Pulling Back the Curtain on ReLU Networks

Maciej Satkiewicz

Published: 2025/7/30

Abstract

Since any ReLU network is piecewise affine, its hidden units can be characterized by their pullbacks through the active subnetwork, i.e., by their gradients (up to bias terms). However, gradients of deeper neurons are notoriously misaligned, which obscures the network's internal representations. We posit that models do align gradients with data, yet this is concealed by the intrinsic noise of the ReLU hard gating. We validate this intuition by applying soft gating in the backward pass only, reducing the local impact of weakly excited neurons.

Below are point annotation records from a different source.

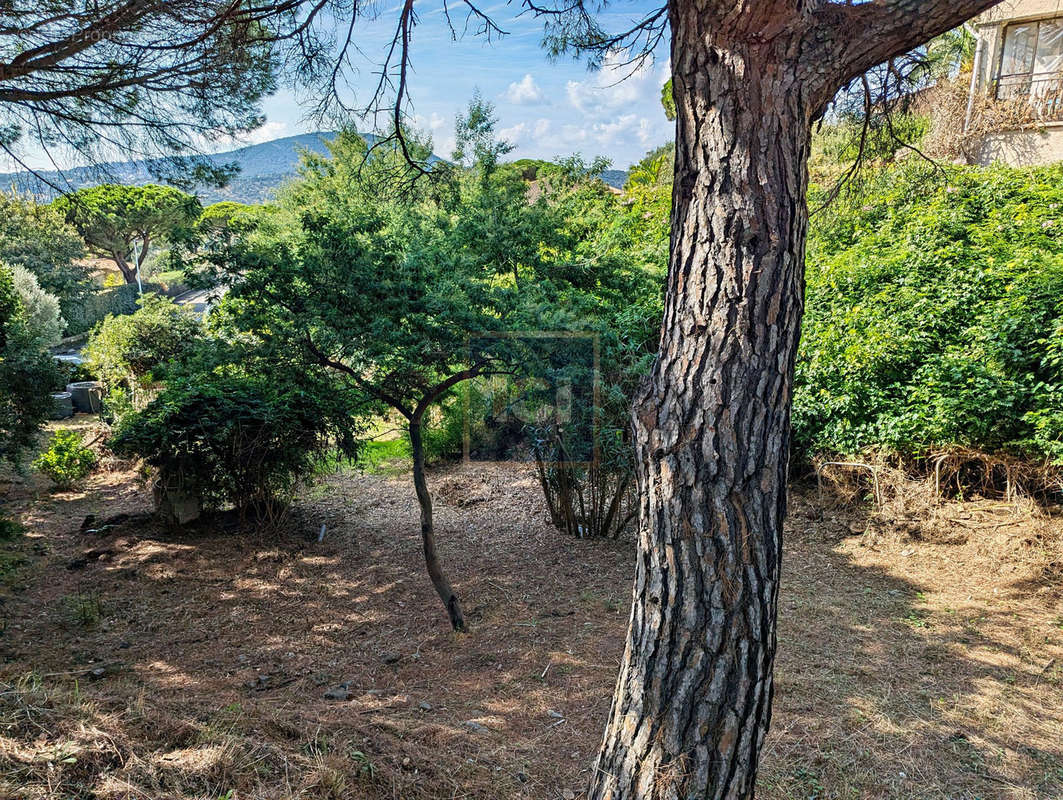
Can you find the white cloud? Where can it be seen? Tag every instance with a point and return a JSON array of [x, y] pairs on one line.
[[439, 129], [526, 91], [618, 86], [267, 132], [513, 134]]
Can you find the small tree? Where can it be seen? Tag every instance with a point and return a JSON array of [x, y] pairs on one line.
[[385, 294], [129, 352], [37, 237], [120, 222]]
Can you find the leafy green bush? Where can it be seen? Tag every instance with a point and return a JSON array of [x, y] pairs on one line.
[[124, 352], [28, 375], [232, 438], [41, 316], [66, 461], [933, 316]]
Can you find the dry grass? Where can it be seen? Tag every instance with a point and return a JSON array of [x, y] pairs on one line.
[[921, 650]]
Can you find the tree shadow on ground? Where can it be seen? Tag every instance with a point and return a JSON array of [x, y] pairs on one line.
[[218, 649]]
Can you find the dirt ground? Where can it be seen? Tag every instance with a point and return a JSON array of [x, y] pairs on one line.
[[140, 663]]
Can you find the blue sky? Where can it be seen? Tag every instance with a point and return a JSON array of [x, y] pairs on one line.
[[544, 107]]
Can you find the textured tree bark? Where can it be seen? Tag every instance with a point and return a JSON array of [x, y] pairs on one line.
[[427, 530], [694, 694], [693, 700], [123, 267]]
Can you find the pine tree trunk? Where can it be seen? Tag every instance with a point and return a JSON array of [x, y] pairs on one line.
[[693, 699], [428, 533], [128, 273]]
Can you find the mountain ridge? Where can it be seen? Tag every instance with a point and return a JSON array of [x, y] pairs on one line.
[[264, 168]]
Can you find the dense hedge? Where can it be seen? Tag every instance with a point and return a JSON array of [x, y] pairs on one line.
[[97, 306], [934, 316]]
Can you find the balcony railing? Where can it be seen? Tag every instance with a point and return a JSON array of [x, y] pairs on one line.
[[1042, 91]]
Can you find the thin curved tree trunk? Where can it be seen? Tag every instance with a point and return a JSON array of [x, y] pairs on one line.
[[129, 274], [693, 699], [432, 561]]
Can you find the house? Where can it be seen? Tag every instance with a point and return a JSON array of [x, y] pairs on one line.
[[1015, 107]]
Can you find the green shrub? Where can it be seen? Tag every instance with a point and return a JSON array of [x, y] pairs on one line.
[[95, 307], [232, 438], [28, 375], [66, 461], [933, 316], [129, 351], [41, 316]]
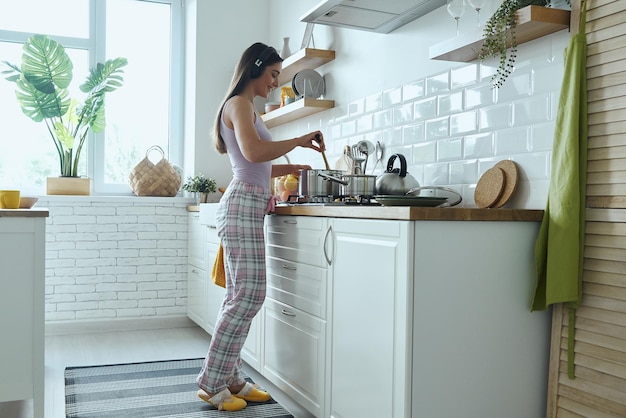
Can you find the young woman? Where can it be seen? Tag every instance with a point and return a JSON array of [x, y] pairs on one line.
[[240, 132]]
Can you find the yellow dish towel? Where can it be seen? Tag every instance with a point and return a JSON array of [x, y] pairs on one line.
[[218, 274]]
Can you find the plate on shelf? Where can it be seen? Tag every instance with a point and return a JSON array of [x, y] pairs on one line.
[[308, 84], [401, 200]]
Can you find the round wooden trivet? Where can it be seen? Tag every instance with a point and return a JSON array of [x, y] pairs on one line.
[[489, 187], [511, 174]]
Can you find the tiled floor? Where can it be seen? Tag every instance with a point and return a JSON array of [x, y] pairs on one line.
[[120, 347]]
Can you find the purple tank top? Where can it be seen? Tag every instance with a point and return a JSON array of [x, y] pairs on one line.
[[244, 170]]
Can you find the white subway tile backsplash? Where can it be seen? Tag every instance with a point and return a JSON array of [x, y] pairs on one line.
[[392, 97], [425, 109], [478, 146], [463, 76], [402, 114], [449, 149], [425, 153], [365, 123], [495, 117], [463, 123], [437, 84], [464, 172], [412, 91], [532, 110], [479, 96], [383, 118], [437, 128], [436, 174], [542, 137], [450, 103], [513, 141], [413, 133], [374, 102]]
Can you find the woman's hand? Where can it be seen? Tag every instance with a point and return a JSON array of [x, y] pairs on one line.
[[314, 140]]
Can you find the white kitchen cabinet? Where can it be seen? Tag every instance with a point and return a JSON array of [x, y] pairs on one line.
[[424, 318], [204, 298], [295, 309], [197, 260], [369, 342], [22, 273]]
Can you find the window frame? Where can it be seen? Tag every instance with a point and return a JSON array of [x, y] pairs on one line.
[[96, 47]]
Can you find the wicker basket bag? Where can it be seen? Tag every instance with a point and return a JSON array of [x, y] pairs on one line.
[[160, 179]]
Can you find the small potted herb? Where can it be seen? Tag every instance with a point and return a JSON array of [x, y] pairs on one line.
[[200, 186]]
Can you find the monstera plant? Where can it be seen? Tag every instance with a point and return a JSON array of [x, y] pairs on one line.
[[41, 87]]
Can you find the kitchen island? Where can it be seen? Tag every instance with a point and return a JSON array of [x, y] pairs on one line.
[[22, 273]]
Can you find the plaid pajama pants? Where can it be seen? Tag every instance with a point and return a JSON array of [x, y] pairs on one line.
[[240, 218]]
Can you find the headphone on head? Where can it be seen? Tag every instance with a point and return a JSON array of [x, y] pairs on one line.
[[257, 67]]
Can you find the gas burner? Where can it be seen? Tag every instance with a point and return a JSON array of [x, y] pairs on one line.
[[358, 200], [295, 199]]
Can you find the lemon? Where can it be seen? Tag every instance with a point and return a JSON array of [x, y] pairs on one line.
[[291, 183]]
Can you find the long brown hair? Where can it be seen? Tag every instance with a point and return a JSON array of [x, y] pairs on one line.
[[245, 71]]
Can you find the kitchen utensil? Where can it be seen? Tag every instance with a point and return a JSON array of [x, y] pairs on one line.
[[345, 162], [358, 158], [354, 184], [452, 197], [402, 200], [511, 180], [308, 84], [489, 188], [310, 184], [395, 181], [380, 152], [365, 148]]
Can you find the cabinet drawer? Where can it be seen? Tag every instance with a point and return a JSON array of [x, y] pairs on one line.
[[297, 238], [294, 354], [211, 235], [299, 285], [196, 242]]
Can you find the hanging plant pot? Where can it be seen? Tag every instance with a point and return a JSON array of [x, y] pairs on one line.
[[73, 186]]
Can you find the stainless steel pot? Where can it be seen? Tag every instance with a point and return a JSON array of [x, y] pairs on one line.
[[311, 183], [354, 184]]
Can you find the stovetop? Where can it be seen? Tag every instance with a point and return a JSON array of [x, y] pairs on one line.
[[329, 201]]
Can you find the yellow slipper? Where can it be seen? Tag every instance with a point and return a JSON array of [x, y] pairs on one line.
[[223, 401], [252, 393]]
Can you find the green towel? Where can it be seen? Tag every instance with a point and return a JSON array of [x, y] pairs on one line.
[[560, 244]]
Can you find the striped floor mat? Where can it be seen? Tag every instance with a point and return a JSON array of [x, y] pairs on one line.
[[147, 390]]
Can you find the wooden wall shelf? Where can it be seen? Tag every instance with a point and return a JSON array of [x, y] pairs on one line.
[[307, 58], [533, 22], [296, 110]]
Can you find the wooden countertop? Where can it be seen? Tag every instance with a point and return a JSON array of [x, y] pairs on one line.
[[412, 213], [24, 213]]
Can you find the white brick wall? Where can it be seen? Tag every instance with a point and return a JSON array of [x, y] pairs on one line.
[[115, 257]]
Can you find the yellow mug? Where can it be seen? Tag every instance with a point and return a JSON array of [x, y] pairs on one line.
[[9, 199]]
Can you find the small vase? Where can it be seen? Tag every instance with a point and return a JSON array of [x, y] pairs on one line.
[[285, 51]]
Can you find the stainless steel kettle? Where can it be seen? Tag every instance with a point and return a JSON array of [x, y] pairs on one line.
[[395, 181]]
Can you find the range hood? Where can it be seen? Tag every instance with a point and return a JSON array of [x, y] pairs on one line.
[[381, 16]]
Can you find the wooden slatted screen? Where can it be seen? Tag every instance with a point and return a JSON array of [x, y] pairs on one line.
[[599, 386]]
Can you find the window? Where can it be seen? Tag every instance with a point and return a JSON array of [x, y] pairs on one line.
[[145, 111]]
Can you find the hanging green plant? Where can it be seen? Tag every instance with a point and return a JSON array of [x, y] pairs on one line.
[[500, 37]]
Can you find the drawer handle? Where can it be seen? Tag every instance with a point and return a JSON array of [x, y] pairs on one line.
[[287, 313]]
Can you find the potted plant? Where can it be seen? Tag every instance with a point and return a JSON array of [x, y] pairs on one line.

The resulting modified gradients, which we call "excitation pullbacks", exhibit striking perceptual alignment on a number of ImageNet-pretrained architectures, while the rudimentary pixel-space gradient ascent quickly produces easily interpretable input- and target-specific features. Inspired by these findings, we formulate the "path stability" hypothesis, claiming that the binary activation patterns largely stabilize during training and get encoded in the pre-activation distribution of the final model. When true, excitation pullbacks become aligned with the gradients of a kernel machine that mainly determines the network's decision. This provides a theoretical justification for the apparent faithfulness of the feature attributions based on these pullbacks, potentially even leading to mechanistic interpretability of deeper models. Incidentally, we give a possible explanation for the effectiveness of Batch Normalization and Deep Features, together with a novel perspective on the network's internal memory and generalization properties. We release the code and an interactive app for easier exploration of the excitation pullbacks.